Grace scanned the landing, shaking her head.

‘Oh, fudgeballs,’ Una whined.

‘I saw Adie and Delilah in the street,’ said Grace, ‘before the door shut. And I’m sure I heard them yelling outside. They knew something we didn’t.’

‘About what?’ said Rachel.

‘About the straw doll.’

‘You think the doll is doing this?’

‘Yes,’ said Grace. ‘And I think Justine knew this would happen when she asked us to steal it. She and the ringmaster weren’t forced to leave. They planned it.’

Grace felt Una’s head land against her back, and heard her muffled voice,

‘Why are half the people we meet pure evil? Seriously. Like, statistics-wise, that can’t be right.’

‘That door’s open a crack,’ said Grace, pointing at one of the bedrooms.

‘Are we going to search each room?’ asked Rachel.

‘Mrs Quinlan’s here somewhere.’

‘Alright,’ said Una, grabbing the back of Grace’s jumper, ‘but nobody leave me alone in here. I don’t want some evil spirit pushing me down the stairs… or the travelator.’

‘You can fly, Una,’ Grace reminded her, ‘and much more. Remember your training, and stay on your toes.’

‘I don’t like being on my toes.’ Una followed the other two to the open door. ‘I fall over.’

Grace ignored this last comment and pushed on the open
door. It swung out to reveal a huge, well-lit room. The polished wood floor was bathed in light from three large skylights, and the ceiling was impossibly high. Stone statues were dotted all around the place, elegant and beautifully carved. There were men, women and children, and they all reached for the sky with joyful expressions.

The girls strolled between them, looking for anything that stood out, any kind of clue. When Grace reached the back of the large room, she sighed. Nothing. Then one of the statues caught her eye. It was a boy, stood on a small platform of stone, and he wasn’t looking up. He was looking right at her. Had he been that way before?

‘This one’s different,’ she called to the others as they roamed throughout the room. ‘He’s…’

She trailed off as she gazed into his blue glassy eyes. They seemed to be marble, rather than grey stone. She didn’t like his expression. Backing away she felt a tug on her hair.

She whipped around and saw a woman of stone with her hand out. Grace’s hair had caught on the outstretched fingers. The statue’s eyes were blue glass too.

‘She wasn’t like that before,’ Grace said to herself. ‘I’m sure of it.’

When she turned again the boy’s arms were splayed out in front of him, still frozen, but as if he had tried to catch her while her back was turned.

‘Rachel,’ she cried, ‘Una, be careful. I think these statues
are moving.’

‘Really?’ she heard Rachel reply. ‘I hadn’t… Ow!’

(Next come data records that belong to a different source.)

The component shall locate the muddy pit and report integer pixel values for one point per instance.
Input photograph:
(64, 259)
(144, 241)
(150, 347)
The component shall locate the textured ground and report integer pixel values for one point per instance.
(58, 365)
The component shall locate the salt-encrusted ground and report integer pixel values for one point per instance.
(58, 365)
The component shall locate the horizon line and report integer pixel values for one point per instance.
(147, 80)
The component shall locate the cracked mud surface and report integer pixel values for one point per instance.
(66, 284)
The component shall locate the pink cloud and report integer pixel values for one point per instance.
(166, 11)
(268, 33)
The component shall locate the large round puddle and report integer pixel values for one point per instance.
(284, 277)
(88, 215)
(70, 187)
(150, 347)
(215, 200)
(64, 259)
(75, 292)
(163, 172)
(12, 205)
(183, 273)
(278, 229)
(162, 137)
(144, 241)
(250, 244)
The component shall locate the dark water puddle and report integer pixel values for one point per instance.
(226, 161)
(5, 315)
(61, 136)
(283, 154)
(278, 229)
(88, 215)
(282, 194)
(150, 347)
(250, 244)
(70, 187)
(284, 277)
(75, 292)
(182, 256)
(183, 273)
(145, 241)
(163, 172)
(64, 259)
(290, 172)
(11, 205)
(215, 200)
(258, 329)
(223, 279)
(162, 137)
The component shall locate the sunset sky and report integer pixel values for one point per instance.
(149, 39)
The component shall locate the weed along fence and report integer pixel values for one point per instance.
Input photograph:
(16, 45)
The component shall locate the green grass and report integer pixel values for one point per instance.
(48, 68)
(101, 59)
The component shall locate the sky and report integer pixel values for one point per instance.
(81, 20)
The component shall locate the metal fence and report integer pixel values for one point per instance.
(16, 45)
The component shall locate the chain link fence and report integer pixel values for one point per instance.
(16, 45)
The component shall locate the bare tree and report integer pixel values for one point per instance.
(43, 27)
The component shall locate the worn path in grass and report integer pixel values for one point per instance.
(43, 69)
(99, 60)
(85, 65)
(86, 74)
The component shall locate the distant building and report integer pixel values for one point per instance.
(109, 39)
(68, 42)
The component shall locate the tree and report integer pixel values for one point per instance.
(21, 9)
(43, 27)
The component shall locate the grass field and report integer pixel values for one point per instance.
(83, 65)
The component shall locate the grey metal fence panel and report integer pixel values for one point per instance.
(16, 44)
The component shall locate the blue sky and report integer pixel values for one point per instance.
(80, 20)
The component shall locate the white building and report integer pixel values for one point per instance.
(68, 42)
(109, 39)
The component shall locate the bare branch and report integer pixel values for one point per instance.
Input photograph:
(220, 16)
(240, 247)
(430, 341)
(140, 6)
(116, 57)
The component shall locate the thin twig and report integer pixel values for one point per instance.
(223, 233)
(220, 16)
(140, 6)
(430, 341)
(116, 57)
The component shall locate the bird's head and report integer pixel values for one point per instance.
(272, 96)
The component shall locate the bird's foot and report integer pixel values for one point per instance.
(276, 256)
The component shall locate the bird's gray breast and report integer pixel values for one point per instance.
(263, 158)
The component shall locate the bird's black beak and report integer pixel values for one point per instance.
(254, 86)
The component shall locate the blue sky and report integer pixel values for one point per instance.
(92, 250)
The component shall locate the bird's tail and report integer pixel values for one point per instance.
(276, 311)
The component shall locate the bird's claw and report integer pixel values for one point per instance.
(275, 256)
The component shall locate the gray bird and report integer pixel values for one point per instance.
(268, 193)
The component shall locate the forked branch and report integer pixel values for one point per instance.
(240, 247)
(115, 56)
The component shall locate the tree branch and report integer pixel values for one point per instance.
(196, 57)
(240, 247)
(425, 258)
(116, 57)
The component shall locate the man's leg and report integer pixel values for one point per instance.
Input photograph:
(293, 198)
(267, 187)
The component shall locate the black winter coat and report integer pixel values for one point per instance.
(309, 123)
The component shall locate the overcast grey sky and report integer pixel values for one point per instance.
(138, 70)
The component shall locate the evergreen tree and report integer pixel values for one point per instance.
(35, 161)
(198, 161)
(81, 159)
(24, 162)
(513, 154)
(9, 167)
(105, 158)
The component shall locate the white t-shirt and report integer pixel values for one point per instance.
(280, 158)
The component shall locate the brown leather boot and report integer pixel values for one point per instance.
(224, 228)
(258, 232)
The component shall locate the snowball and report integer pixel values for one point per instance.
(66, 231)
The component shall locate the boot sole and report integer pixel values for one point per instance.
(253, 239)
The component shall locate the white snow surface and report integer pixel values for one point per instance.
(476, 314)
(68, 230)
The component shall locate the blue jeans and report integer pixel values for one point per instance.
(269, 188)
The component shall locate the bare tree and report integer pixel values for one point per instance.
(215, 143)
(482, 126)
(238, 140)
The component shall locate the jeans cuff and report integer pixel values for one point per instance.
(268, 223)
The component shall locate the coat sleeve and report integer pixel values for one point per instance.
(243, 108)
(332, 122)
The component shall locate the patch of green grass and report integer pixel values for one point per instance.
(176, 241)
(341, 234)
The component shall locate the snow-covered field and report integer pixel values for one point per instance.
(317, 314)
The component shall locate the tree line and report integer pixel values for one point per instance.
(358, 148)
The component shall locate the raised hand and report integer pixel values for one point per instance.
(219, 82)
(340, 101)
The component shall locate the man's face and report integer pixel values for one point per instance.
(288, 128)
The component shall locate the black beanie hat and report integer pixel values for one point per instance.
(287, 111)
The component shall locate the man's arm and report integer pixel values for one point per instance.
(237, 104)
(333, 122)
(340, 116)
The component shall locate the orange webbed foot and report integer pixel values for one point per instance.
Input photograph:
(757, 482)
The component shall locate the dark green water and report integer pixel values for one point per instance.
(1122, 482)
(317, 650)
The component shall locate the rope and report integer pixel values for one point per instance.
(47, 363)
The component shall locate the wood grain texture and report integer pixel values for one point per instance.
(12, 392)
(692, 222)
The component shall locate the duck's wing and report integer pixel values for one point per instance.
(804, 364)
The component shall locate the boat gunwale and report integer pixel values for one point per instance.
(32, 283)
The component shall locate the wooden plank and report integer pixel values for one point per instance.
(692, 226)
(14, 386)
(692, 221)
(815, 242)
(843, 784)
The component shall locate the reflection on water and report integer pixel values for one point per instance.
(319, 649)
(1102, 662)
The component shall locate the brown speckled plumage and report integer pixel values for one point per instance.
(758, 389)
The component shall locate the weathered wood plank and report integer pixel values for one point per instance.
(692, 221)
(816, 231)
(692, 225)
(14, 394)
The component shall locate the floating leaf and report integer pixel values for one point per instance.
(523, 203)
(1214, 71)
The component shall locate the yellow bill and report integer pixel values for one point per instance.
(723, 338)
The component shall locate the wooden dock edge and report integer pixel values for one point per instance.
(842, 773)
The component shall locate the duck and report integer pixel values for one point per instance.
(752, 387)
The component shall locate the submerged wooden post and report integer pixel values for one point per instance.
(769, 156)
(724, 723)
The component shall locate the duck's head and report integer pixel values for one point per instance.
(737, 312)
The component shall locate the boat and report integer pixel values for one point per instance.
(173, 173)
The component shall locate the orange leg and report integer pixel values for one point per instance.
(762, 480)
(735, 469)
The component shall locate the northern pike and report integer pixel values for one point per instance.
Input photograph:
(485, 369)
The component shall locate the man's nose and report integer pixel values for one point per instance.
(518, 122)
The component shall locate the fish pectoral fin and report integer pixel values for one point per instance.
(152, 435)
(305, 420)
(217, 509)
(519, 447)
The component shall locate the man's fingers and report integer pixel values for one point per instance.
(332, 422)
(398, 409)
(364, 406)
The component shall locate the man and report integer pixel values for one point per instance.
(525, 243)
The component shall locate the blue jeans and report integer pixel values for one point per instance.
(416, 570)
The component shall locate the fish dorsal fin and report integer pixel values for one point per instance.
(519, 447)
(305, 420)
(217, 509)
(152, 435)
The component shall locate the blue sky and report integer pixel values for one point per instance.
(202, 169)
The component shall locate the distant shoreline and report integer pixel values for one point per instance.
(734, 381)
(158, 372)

‘What was that? Are you okay?’

‘Yeah, but… I think I’m stuck.’

‘Hang on, I’m coming.’

But Grace tripped and went sprawling to the ground. Getting to her feet, she was suddenly in a forest of outstretched, stone limbs. She wove between them and felt a clamp above her elbow. One of the men had fastened his stone hand around her arm. She didn’t see him move; it was like he had always been there. Then,
clamp
. She felt the same on her ankle. A little girl, her glassy eyes fixed, gazed up from the ground, her hands clasped around Grace’s leg. Grace never saw any of them move; everything in her sightline was fixed, motionless, and then she felt another grab. Her waist this time. A woman’s stone arm was closed around her belly like it had been carved there.

‘Rachel, Una!’

‘One of them’s got me, Grace,’ Una yelled from somewhere amongst the stone bodies. ‘I can’t get out. Ah! There’s one on my arm as well!’

‘I can’t move either,’ screamed Rachel. ‘Three of them have got me. Grace, help!’